Maxine Roach, who played alongside her dad in the Uptown String Quartet, described her dad as an “exquisite” musician and shared that Roach was well-versed in all genres of music.
“I’m just so blessed to be able to have played with him,” Maxine Roach said. “I know he’s looking down right now. And he’s very proud that his family’s here. He’s enjoying this as well.”
Assembly Member Stefani L. Zinerman greeted the crowd with “Happy Freedom Day.” Zinerman thanked the Roach family for keeping their father’s legacy alive.
“So many other artists, their talents, and their contributions have to be unearthed because no one told the story moving forward,” Zinerman said. “So thank you for doing that. Thank you for allowing us to celebrate him today.”
Drummer Nasheet Waits was one of Roach’s proteges, and shared that Roach taught him to find his identity.
“[Roach] would say, ‘Well, if you want to do this.’ And then, he would give me a demonstration of a drummer from this neighborhood that I had never heard of. And he said, ‘But that’s not what you want to do. What you want to do is be yourself,'” Waits said.
Jazz drummer and percussionist Warren Smith was a founding member of the Max Roach percussion ensemble M’Boom. Smith recalled that when on tour, Roach would ensure that the hotel accommodations for his band members were up to standard.
“There were six or seven of us, and we would check into a hotel, and before Max unpacked his bag, he would go around to each of our rooms and make sure that the accommodations met his satisfaction,” Smith shared. “What impressed me was that he was much more interested in the men that he was responsible for and how we were taking care of than he was in himself. His attitude towards humanity probably taught me more than even listening to him play music.”

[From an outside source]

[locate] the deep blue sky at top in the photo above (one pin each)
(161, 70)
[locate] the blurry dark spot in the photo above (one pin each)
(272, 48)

Emmy-award-winning journalist Janus Adams said it was fitting that the street co-naming ceremony for Roach was held on Juneteenth.
“When we talk about Max, we are talking about a man [who] not only was conscious of the shoulders on which he stood but of the lives he carried on his own shoulders, everywhere he went,” Janus said. “What we have to also understand is that what Juneteenth represents is the 100 million lives seized and stolen, and forced into being strained for enslavement in the Americas for the slavocracy of America.”
Mayor Eric Adams called Roach a “physician” because drums had the ability to heal.
“With all of the hate that we feel, it disconnects us, and drums have the ability to reconnect us,” Adams said. “And each time he played, each time we heard the beat, it allows us an opportunity of that reconnection that we need.”
Adams hoped that the street sign would inspire generations to come.
“Hopefully, every time a child walks down the block, they will look up, and they will see the name Max Roach and what it means [and] it will become inspiring to others as we reconnect ourselves from the pervasive hate that we see all the time,” Adams said.